This is a work by Sol LeWitt called Circle with Towers. It has been in place in front of the Gates computer science building on the campus of The University of Texas at Austin since 2012 as part of the university’s Landmarks public art program. (Another incarnation had been erected in New York City’s Madison Square Park in 2005; it’s no longer there now.)
When this piece came to the university campus, I did not love it. Neither did I hate it. You might say that I was confused. I looked at it and struggled with whether I would call it art or not. It almost looks like it could be any other concrete wall on campus — a place for students to sit down and rest between classes (and stare at their phones, naturally).

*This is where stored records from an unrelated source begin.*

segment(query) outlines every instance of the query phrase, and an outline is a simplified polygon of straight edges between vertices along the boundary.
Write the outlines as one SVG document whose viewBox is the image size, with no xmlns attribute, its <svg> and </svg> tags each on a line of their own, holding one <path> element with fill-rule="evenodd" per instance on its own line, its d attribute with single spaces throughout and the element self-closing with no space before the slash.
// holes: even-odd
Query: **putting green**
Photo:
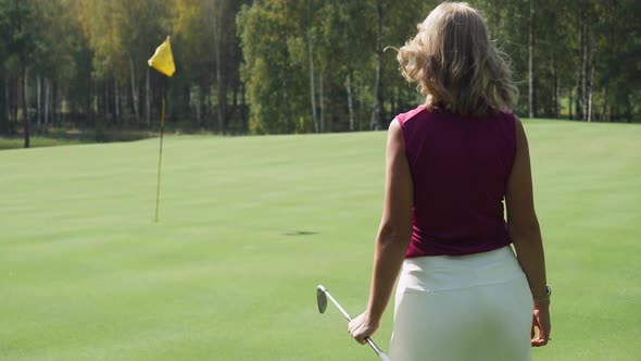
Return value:
<svg viewBox="0 0 641 361">
<path fill-rule="evenodd" d="M 535 357 L 633 360 L 641 126 L 526 127 L 554 287 Z M 168 137 L 158 224 L 158 139 L 1 151 L 0 360 L 374 360 L 315 288 L 365 307 L 385 138 Z"/>
</svg>

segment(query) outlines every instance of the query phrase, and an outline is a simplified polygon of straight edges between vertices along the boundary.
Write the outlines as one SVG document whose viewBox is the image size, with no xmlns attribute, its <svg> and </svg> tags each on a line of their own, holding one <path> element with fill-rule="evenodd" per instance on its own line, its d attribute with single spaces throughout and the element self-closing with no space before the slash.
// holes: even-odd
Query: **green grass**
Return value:
<svg viewBox="0 0 641 361">
<path fill-rule="evenodd" d="M 554 287 L 538 360 L 641 354 L 641 126 L 531 122 Z M 365 307 L 385 133 L 0 152 L 0 360 L 374 360 Z M 374 337 L 388 349 L 391 312 Z"/>
</svg>

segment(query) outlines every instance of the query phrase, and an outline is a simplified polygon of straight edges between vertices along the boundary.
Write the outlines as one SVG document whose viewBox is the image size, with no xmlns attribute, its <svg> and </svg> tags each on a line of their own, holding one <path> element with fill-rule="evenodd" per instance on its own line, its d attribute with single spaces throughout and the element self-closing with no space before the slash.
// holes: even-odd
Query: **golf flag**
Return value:
<svg viewBox="0 0 641 361">
<path fill-rule="evenodd" d="M 174 64 L 174 54 L 172 54 L 172 43 L 169 42 L 169 37 L 163 41 L 155 49 L 155 53 L 153 57 L 149 58 L 147 61 L 149 66 L 155 69 L 159 73 L 166 75 L 167 77 L 172 77 L 176 72 L 176 65 Z M 161 174 L 162 174 L 162 164 L 163 164 L 163 130 L 165 128 L 165 98 L 166 98 L 166 84 L 167 78 L 163 78 L 162 82 L 162 105 L 161 105 L 161 124 L 160 124 L 160 151 L 158 154 L 158 187 L 155 188 L 155 222 L 159 221 L 159 209 L 160 209 L 160 184 L 161 184 Z"/>
<path fill-rule="evenodd" d="M 172 43 L 169 42 L 168 36 L 167 39 L 155 49 L 155 53 L 153 57 L 149 58 L 147 63 L 149 63 L 149 66 L 168 77 L 174 75 L 176 72 L 176 65 L 174 65 L 174 54 L 172 54 Z"/>
</svg>

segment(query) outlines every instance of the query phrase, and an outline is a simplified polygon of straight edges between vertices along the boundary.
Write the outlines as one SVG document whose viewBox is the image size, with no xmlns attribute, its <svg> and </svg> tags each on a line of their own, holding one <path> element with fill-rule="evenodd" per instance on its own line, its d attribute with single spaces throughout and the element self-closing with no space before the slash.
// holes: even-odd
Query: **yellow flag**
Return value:
<svg viewBox="0 0 641 361">
<path fill-rule="evenodd" d="M 169 37 L 155 49 L 153 57 L 147 61 L 149 66 L 155 69 L 160 73 L 171 77 L 176 72 L 176 65 L 174 65 L 174 54 L 172 54 L 172 43 Z"/>
</svg>

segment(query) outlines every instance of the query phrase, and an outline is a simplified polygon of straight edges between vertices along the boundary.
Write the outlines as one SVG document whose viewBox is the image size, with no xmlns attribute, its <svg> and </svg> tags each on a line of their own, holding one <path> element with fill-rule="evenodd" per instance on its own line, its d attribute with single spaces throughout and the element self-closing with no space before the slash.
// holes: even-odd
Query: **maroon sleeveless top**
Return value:
<svg viewBox="0 0 641 361">
<path fill-rule="evenodd" d="M 462 256 L 510 245 L 503 212 L 516 154 L 515 116 L 430 111 L 397 115 L 414 182 L 406 258 Z"/>
</svg>

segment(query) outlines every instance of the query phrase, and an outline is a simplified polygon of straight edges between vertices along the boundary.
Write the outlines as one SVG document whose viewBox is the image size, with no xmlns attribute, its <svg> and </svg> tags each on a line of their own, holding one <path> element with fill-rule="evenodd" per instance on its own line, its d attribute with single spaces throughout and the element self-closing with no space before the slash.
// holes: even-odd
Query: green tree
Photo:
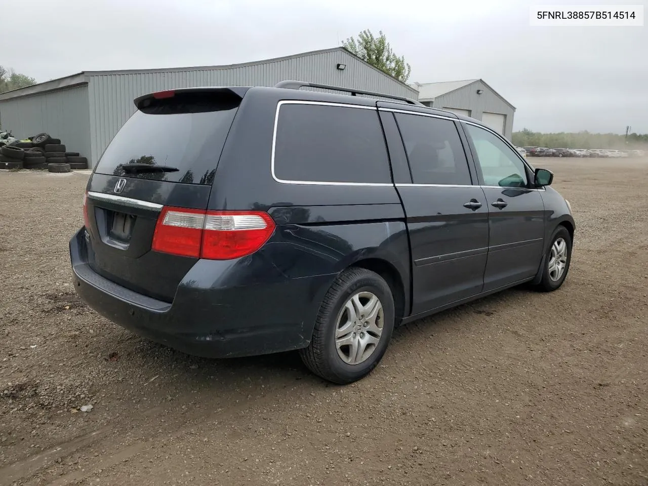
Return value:
<svg viewBox="0 0 648 486">
<path fill-rule="evenodd" d="M 0 65 L 0 93 L 30 86 L 36 82 L 34 78 Z"/>
<path fill-rule="evenodd" d="M 411 67 L 405 62 L 404 57 L 399 57 L 394 54 L 382 31 L 379 33 L 380 36 L 376 38 L 367 29 L 358 34 L 357 40 L 350 37 L 342 42 L 342 45 L 371 65 L 404 83 L 406 82 Z"/>
</svg>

But now, it’s growing on me. The more I learn about LeWitt and his concepts, the more intrigued I become. I don’t always find his works to be beautiful, but the idea behind them is fascinating.
Idea being the operative word. LeWitt, who passed away in 2007, created the ideas for his pieces. He wrote up meticulous instructions, and other people actually built them (and continue to build them, under the supervision of his foundation). So LeWitt’s work is conceptual art. The work of art is not the finished product; the work of art is the concept.
Apparently LeWitt was adamant that those who built his concepts always be given credit, along with himself. So his works, which come in lots of different forms including wall drawings, always carry his name and the names of the people who carried them out.